At the end, students will: be able to write scripts to automate a variety of tasks and transformations; be able to
solve problems using transformations via regular expressions, understand the advantages and operation of
systems driven by production rules (condition-reaction) ; have the ability to build concrete DSLs; have the
ability to construct and use corpora; have the ability to extract information from different corpora; have the
ability to build electronic dictionaries; have the ability to build small prototypes to model natural language.

Syllabus

Scripting languages: characteristics, goals and concepts, introduction to a scripting language (eg Perl);
Regular language processors and regular expression-oriented programming;
Design Patterns in language processing;
Rules based languages: rewriting and textual domain-specific languages (DSL)-based rewrite rules, production
systems;
Processing of structural trees and DSLs based on these processors (eg XML :: DT, Lingua :: Treebank);
Natural Language Processing: morphosyntactic analysis of natural language texts:
Morphological models, Definite Clause Grammars and Logical Grammars, robust parsing;
Natural Language Processing: semantics and pragmatics;
Multisource dictionaries and Thesaurus;
Knowledge Extraction from Texts;
Summarization and Classification;
Introduction to machine translation.

Teaching methodologies and evaluation

This course is practical.
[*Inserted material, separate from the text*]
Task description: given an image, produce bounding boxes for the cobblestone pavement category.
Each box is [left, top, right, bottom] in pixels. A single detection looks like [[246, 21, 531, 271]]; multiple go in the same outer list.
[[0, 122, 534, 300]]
Students will be
asked to solve specific problems using a scripting language
in collaboration with the teacher. Tasks will be proposed to
students to be solved between classes to deepen their
knowledge.
The evaluation is made based on a test and small practical problems
to be solved outside the classroom.

Bibliography

Jeffrey E. F. Friedl, "Mastering Regular Expressions, Powerful Techniques for Perl and Other Tools'', O'Reilly
Media, 2006;
Mark Jason Dominus, "Higher-Order Perl'', Morgan Kaufmann, 2005;
Daniel Jurafsky and James H. Martin. "Speech and Language Processing: An introduction to natural language
processing, computational linguistics, and speech recognition''. Pearson Prentice Hall, 2008;
Igor A. Bolshakov and Alexander Gelbukh, "Computational Linguistics: Models, Resources, Applications''.
Steven Bird, Ewan Klein, and Edward Loper, "Natural Language Processing with Python'', O'Reilly Media, 2009;
Jon Loeliger, Matthew McCullough, ``Version Control with Git, 2nd Edition'', O'Reilly Media, 2012.